While the definition of consent is often said to be nebulous, according to a round of surveys conducted on Boulder High students, there is, in fact, a mutually understood meaning. When interviewed, nearly all answers defined consent with this concept of a “positive yes.” Said one senior, who chose to remain anonymous, consent is “[g]etting verbal permission from someone to continue what you are doing.” 

However, while students may know the theory of consent through mandatory middle and high school health classes and social media osmosis, sexual assault allegations like those surrounding BVSD students like the accused at Boulder High and Aidan Atkinson have made it clear that this theory may not always hold up in practice. 

Clearly, something needs to change about the way we learn about consent, whether it’s through additional reinforcement in later high school classes or through mandatory seminars. At its core, consent is not a “shade of gray” issue; it’s only interpreted that way. As a community, we need to start talking about this. As a community, we need to make clear the many layers surrounding consent, so that it can be perceived as the black-and-white issue that it really is.

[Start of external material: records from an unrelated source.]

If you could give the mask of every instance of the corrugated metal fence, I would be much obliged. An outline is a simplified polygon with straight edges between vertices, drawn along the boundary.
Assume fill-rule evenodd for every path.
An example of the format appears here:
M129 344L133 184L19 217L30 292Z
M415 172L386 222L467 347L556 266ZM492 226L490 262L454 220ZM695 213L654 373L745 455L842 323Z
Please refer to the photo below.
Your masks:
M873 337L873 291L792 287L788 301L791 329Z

And Boulder High is taking steps.

Our administration has recently been in communication with Peers Building Justice (PBJ), a partnership between MESA and Safehouse Progressive Alliance for Nonviolence (SPAN). While PBJ has most commonly performed educational services for us in the context of Health classes, Dr. Hill informed the school in a mass email that “we will be increasing our work with MESA to expand this educational opportunity beyond the health class.” 

PBJ representatives are set to make an appearance sometime this month, but further educational seminars beyond the Health classroom have yet to be scheduled. 

 

National Sexual Assault Hotline: 1-800-656-4673

Safe2Tell Hotline: 1-877-542-7233

Moving to End Sexual Assault Hotline: 303-443-7300

 

Editor’s note: The charges against this defendant were dismissed and the records in this case were sealed by a judge. As a result, The Owl has elected to remove the defendant’s name from this article.